Asset Management Agreement

 

In connection with the Private Placement, at the Closing (the “AMA Effective Date”), the Company entered into an Asset Management Agreement (the “Asset Management Agreement”) with Electric Treasury Edge, LLC (the “Asset Manager”). Pursuant to the Asset Management Agreement, the Asset Manager will provide discretionary investment management services with respect to, among other assets (including without limitation certain subsequently raised funds), the majority of the Company’s proceeds from the Private Placement (the “Account Assets”) in accordance with the terms of the Asset Management Agreement. The Asset Manager will pursue a long-bias strategy of digital assets primarily focused on Ethereum (the “ETH Strategy”). The custodians under the Asset Management Agreement will consist of cryptocurrency wallet providers mutually acceptable to the Company and the Asset Manager.

 

The Company shall pay the Asset Manager a monthly asset-based fee (the “Asset-based Fee”) equal to 2% per annum of the average daily net asset value of the Account Assets under management, payable in advance on the first business day of each calendar month; provided, however, that the minimum Asset-based Fee to be paid to the Asset Manager shall be $2,000,000 per year. Fees are prorated for partial periods. Staked or liquid-staked assets are not treated differently for fee purposes. The Asset Manager will invoice the Company monthly and deduct fees directly from the account. The Asset-based Fee shall be calculated and invoiced to the Company by the Asset Manager in a commercially reasonable manner and in good faith, by reference to relevant prices on Coinbase taken at 12:00 UTC for each relevant day (or if not available, determined by the Asset Manager in a commercially reasonable manner and in good faith by reference to reputable industry sources). The Company also agreed to pay or reimburse the Asset Manager for all reasonable and documented expenses related to the operation of the account, which shall be paid or reimbursed by the Company out of the Account Assets.

 

The Asset Management Agreement will, unless terminated earlier in accordance with its terms, remain in effect until the fifth anniversary of the AMA Effective Date and shall thereafter automatically renew for successive one-year terms unless either party provides written notice at least thirty (30) days prior to renewal. Beginning on the first anniversary of the AMA Effective Date, the Company may terminate the Asset Management Agreement either (i) without cause upon at least 180 days’ prior written notice, subject to approval by at least eighty percent (80%) of the members of the Company’s board of directors and by at least 66-2/3% of the Company’s shareholders, or (ii) for cause (following an Asset Manager Cause Event) upon at least 60 days’ prior written notice.

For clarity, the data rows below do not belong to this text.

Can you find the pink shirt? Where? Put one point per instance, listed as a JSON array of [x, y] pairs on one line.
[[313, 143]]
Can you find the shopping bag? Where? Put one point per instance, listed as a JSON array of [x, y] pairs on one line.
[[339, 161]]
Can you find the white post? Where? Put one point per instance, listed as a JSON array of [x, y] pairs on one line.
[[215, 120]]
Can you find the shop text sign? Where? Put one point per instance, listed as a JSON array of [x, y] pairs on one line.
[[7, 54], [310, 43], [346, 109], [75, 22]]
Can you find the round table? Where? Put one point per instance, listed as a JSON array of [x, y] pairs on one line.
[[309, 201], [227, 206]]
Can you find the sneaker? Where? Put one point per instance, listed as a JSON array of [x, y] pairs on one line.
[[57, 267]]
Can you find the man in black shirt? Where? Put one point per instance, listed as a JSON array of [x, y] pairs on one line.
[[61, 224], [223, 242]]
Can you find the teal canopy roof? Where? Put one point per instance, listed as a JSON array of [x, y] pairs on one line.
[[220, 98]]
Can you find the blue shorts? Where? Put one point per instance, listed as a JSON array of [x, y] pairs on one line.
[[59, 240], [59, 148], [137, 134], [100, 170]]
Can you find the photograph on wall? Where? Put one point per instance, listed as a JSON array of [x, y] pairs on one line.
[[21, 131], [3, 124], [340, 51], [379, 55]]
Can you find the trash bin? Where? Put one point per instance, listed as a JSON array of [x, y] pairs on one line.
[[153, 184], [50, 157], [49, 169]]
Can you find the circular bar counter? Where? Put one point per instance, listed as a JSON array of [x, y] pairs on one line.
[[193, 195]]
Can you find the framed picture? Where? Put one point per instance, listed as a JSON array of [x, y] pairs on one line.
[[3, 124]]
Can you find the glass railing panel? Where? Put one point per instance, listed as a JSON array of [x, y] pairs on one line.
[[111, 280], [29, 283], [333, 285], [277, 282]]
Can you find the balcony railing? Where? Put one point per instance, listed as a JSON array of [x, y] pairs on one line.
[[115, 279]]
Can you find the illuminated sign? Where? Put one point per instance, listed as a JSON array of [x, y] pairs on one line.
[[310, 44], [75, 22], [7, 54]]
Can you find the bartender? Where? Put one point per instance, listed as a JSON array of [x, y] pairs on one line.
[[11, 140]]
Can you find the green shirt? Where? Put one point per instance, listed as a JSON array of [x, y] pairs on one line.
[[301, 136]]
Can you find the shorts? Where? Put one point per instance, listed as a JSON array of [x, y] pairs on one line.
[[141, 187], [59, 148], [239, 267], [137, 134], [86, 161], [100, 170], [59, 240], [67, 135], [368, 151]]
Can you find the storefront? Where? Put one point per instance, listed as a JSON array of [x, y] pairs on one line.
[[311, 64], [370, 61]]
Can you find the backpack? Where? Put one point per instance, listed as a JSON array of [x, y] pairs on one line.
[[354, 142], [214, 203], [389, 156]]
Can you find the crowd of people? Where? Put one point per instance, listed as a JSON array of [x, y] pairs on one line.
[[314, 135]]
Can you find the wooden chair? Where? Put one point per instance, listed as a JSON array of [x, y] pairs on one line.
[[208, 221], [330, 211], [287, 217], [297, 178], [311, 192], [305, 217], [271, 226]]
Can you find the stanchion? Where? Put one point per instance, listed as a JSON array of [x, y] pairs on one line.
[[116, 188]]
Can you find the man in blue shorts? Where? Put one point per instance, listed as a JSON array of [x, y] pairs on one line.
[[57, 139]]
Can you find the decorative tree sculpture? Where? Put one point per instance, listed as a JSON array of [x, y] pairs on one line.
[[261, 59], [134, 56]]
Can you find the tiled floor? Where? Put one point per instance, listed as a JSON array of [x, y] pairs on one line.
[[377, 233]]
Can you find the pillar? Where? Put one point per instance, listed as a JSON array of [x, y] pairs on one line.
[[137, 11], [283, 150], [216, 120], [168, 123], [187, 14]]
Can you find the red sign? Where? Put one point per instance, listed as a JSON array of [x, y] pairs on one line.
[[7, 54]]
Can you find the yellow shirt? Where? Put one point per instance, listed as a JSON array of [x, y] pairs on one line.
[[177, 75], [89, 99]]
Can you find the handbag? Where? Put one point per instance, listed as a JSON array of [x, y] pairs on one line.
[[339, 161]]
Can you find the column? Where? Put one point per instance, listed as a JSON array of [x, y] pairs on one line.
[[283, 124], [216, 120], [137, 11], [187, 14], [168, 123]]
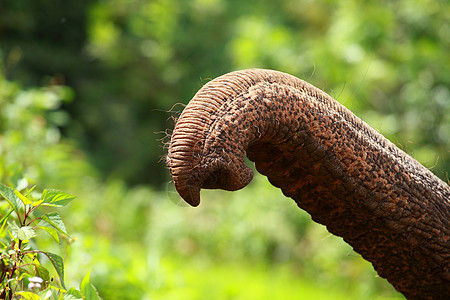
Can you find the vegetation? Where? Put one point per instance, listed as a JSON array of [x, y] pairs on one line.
[[85, 86]]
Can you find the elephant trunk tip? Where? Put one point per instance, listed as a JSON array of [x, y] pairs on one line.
[[190, 194]]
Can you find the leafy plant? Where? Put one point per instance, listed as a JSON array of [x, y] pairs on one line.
[[25, 216]]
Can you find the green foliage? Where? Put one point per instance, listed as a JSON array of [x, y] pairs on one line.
[[130, 64], [21, 260]]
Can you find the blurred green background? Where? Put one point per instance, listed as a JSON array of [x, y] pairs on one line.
[[88, 94]]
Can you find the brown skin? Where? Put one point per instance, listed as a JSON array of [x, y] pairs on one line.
[[392, 210]]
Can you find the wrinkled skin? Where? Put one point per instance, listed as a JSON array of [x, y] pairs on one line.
[[392, 210]]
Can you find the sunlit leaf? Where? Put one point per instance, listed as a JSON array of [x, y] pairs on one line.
[[54, 220], [22, 233], [88, 289], [11, 197], [58, 263], [56, 198], [73, 294], [52, 231], [29, 295], [3, 220], [22, 198], [41, 271]]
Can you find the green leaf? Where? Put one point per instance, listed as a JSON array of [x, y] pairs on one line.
[[56, 198], [42, 272], [52, 231], [73, 294], [58, 263], [88, 289], [54, 220], [22, 198], [3, 220], [22, 233], [29, 295], [11, 197]]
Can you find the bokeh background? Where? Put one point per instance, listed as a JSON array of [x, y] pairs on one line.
[[89, 91]]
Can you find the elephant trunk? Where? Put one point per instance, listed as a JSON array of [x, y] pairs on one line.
[[391, 209]]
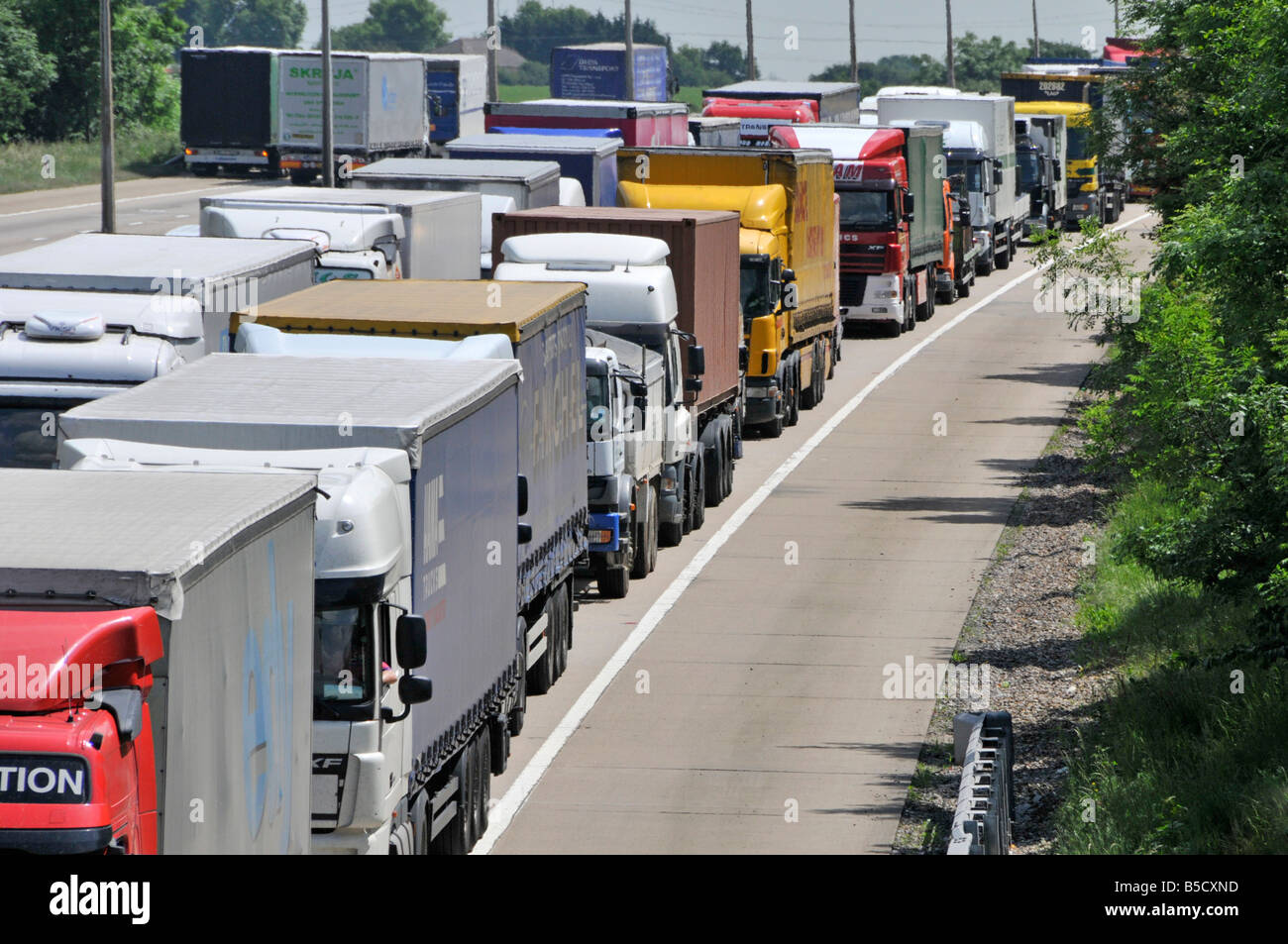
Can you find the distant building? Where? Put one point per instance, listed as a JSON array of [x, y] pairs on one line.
[[477, 46]]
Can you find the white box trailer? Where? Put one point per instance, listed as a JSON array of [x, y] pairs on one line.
[[222, 274], [996, 145], [437, 228], [377, 106], [377, 784], [193, 596]]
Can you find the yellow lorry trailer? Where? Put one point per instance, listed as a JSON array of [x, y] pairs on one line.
[[787, 259]]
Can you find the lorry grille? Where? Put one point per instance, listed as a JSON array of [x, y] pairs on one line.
[[851, 288], [866, 259]]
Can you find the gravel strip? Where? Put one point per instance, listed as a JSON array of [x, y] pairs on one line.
[[1021, 626]]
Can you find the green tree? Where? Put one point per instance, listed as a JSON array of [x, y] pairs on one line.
[[145, 39], [394, 26], [277, 24], [25, 71]]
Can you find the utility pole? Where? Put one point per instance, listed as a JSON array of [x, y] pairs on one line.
[[327, 117], [493, 40], [630, 54], [952, 72], [107, 175], [854, 55]]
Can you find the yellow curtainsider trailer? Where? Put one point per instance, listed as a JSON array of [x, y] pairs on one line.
[[787, 258]]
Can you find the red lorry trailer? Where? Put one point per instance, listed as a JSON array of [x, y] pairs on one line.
[[156, 657], [893, 222], [703, 261]]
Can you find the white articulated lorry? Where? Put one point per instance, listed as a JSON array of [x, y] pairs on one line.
[[979, 142], [542, 327], [360, 233], [632, 296], [94, 314], [417, 535], [171, 620], [625, 390]]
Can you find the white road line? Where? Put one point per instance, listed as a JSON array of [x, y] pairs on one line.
[[503, 813], [124, 200]]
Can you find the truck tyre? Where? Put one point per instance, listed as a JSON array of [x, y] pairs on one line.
[[456, 837], [541, 677], [794, 403], [514, 721], [732, 452], [614, 582], [645, 527], [699, 496], [713, 485], [484, 741]]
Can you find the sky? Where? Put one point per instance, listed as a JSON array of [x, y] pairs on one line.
[[822, 26]]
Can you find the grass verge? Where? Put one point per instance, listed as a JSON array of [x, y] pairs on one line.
[[50, 165], [1190, 751]]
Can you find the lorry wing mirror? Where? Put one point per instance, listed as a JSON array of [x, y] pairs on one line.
[[411, 642], [697, 360], [127, 707], [413, 689]]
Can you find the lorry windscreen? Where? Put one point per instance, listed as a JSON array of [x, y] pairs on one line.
[[971, 170], [867, 209], [1030, 168], [29, 438], [597, 416], [343, 662]]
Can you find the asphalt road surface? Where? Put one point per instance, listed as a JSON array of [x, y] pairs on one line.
[[733, 702]]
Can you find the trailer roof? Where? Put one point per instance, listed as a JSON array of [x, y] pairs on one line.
[[630, 214], [459, 167], [129, 539], [115, 262], [553, 143], [342, 196], [423, 308], [267, 402]]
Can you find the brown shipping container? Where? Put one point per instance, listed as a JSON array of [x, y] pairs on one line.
[[703, 262]]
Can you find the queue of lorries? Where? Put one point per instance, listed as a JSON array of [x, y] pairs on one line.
[[291, 552]]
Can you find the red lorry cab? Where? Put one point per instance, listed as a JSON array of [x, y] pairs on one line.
[[77, 771]]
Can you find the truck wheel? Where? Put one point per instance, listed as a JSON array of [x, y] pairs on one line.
[[639, 566], [730, 454], [520, 707], [541, 677], [699, 496], [794, 403], [456, 837], [713, 485], [614, 582], [484, 752]]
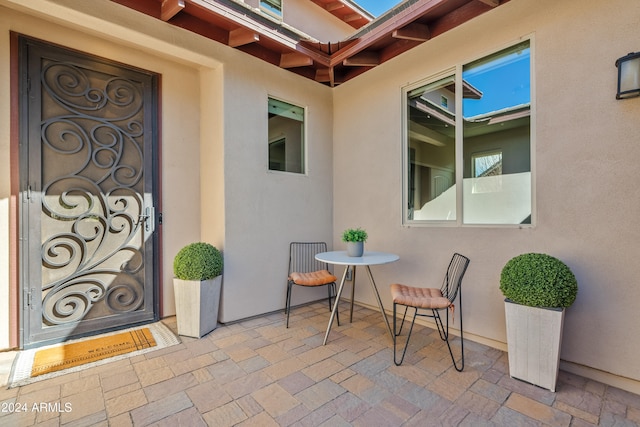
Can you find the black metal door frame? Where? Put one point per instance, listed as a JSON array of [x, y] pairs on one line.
[[95, 122]]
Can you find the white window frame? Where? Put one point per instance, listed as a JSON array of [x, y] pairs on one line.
[[271, 10], [459, 143], [277, 137]]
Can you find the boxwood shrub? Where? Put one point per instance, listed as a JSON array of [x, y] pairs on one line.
[[197, 261], [538, 280]]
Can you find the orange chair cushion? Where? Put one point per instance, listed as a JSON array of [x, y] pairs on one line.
[[314, 278], [418, 297]]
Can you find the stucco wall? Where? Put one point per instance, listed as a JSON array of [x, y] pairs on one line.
[[584, 154], [215, 182], [266, 210]]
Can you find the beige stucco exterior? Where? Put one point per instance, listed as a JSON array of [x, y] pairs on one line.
[[216, 186]]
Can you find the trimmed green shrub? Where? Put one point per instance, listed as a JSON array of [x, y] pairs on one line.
[[354, 235], [197, 261], [538, 280]]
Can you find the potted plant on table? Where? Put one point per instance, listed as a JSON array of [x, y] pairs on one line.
[[355, 238], [198, 279], [538, 288]]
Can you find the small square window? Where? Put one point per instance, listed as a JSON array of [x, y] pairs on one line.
[[286, 137], [273, 7]]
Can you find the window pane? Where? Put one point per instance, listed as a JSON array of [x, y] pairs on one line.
[[286, 137], [497, 143], [431, 174], [273, 6]]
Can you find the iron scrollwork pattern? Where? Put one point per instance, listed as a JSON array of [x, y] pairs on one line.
[[92, 194]]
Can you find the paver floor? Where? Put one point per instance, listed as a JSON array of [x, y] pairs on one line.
[[259, 373]]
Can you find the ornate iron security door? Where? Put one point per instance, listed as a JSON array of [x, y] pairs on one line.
[[88, 137]]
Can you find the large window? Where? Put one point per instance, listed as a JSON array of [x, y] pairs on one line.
[[273, 7], [468, 143], [286, 137]]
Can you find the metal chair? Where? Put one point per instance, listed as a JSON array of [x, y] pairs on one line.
[[434, 300], [305, 270]]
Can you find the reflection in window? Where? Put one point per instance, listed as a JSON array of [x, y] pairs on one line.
[[497, 189], [493, 148], [286, 137], [431, 144]]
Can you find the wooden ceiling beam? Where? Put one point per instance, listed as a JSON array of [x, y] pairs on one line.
[[324, 75], [294, 59], [492, 3], [416, 32], [330, 7], [241, 36], [352, 17], [170, 8], [363, 59]]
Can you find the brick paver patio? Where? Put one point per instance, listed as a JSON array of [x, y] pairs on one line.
[[258, 373]]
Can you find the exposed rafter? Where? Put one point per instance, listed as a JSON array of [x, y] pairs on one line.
[[170, 8], [416, 32], [241, 36], [363, 59], [245, 28], [295, 59]]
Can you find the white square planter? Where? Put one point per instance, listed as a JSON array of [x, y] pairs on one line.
[[534, 336], [197, 305]]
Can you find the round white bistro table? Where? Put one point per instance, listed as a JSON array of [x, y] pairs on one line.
[[366, 260]]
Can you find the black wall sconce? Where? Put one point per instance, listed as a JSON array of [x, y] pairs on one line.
[[628, 76]]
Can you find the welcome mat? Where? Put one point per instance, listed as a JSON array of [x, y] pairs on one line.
[[47, 362]]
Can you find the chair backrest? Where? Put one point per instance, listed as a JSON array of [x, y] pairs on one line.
[[453, 278], [302, 256]]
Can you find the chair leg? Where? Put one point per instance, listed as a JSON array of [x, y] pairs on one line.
[[288, 302], [444, 335], [396, 333], [332, 288]]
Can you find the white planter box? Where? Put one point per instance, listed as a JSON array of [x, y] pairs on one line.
[[197, 305], [534, 336]]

The Asset Manager may terminate the Agreement beginning on the first anniversary of the AMA Effective Date either (i) without cause upon at least 180 days’ prior written notice, or (ii) for cause (following a Company Cause Event) upon at least 30 days’ prior written notice. “Company Cause Events” include failure to pay fees (not cured within five business days), insolvency, or material breach (not cured within 30 business days, if curable). “Asset Manager Cause Events” include willful misconduct, gross negligence or fraud by the Asset Manager or material breaches that have a material adverse effect on the Company or the Account Assets (not cured within 30 business days, if curable), or insolvency.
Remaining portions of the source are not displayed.